Despite their name, shooting stars are actually small rocks (meteoroids) falling towards the Earth due to our planet’s gravitational attraction. As they move rapidly through the atmosphere, they reach very high temperatures due to friction with air particles. This makes them burn and become visible to the human eye. The trail they leave is called ’Meteor’. Due to their tiny size, they usually almost completely burn in a fraction of a second. In some very exceptional cases, large meteors can continue the hot descent and hit the ground. If they also survive the crash, they get promoted immediately to the ’meteorites’ class. Generally speaking a meteoroid producing a meteor needs to be at least as large as a marble to reach the Earth and eventually become a meteorite. Some Burning facts:
Average meteorite velocity: 30000 miles/hour (48000 km/h)

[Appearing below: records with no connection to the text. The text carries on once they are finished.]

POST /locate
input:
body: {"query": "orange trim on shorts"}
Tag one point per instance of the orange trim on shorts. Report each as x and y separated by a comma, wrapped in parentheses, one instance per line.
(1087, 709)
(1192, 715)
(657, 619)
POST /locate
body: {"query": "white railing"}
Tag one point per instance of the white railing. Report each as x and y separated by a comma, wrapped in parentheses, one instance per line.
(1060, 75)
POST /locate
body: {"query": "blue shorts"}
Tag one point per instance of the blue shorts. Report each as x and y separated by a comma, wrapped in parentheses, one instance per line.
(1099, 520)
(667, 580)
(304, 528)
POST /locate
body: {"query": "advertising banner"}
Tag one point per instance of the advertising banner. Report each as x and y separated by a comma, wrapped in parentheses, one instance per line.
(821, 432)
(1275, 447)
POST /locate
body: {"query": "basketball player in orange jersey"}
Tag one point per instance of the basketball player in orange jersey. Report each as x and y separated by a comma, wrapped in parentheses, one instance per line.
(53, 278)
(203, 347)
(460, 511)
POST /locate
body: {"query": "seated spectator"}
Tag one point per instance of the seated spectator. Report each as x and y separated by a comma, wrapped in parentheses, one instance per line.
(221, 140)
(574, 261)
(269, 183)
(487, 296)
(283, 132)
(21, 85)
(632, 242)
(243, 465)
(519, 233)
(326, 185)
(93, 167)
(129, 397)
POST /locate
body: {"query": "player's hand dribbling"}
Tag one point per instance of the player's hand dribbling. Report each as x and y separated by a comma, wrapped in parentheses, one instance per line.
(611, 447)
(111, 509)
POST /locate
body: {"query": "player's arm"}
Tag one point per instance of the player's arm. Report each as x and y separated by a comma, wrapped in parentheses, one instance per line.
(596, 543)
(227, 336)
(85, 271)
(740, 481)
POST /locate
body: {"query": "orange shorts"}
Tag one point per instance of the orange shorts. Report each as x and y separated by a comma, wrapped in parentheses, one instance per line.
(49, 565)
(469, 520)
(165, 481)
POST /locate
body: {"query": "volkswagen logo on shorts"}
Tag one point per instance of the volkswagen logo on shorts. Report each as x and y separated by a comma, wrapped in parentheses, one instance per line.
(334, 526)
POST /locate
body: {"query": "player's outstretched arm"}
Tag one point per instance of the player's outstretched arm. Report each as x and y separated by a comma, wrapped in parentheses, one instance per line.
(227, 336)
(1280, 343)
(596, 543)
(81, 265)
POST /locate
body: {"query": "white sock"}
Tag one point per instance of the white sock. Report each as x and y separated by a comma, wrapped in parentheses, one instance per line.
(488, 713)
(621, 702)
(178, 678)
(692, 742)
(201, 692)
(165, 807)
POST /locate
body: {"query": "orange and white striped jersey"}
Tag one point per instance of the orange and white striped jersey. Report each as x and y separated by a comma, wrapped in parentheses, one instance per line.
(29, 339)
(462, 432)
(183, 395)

Max temperature: 3000 F (1650 C)
The Meteor Crater in Arizona was formed 50000 years ago by an object 160 feet (50 meters) across
… yes, impacts like the one that produced the Meteor Crater are extremely rare
Meteor showers occur when the Earth’s orbit intercepts the dusty trail of periodic comets. Comets are dirty ice-balls coming from the cold periphery of the Solar system, captured in eccentric orbits around the Sun. When getting closer to our star, they melt slowly, releasing gas and dust which make the comet visible (those beautiful comet tails). The dusty leftover of the comet pave the comet’s orbit. When the Earth comes close to one of these dusty cometary highways, the particles can be captured by the planet’s gravity and fall towards the surface. This creates the meteor shower, which repeats every time the crossing occurs, that is once per year.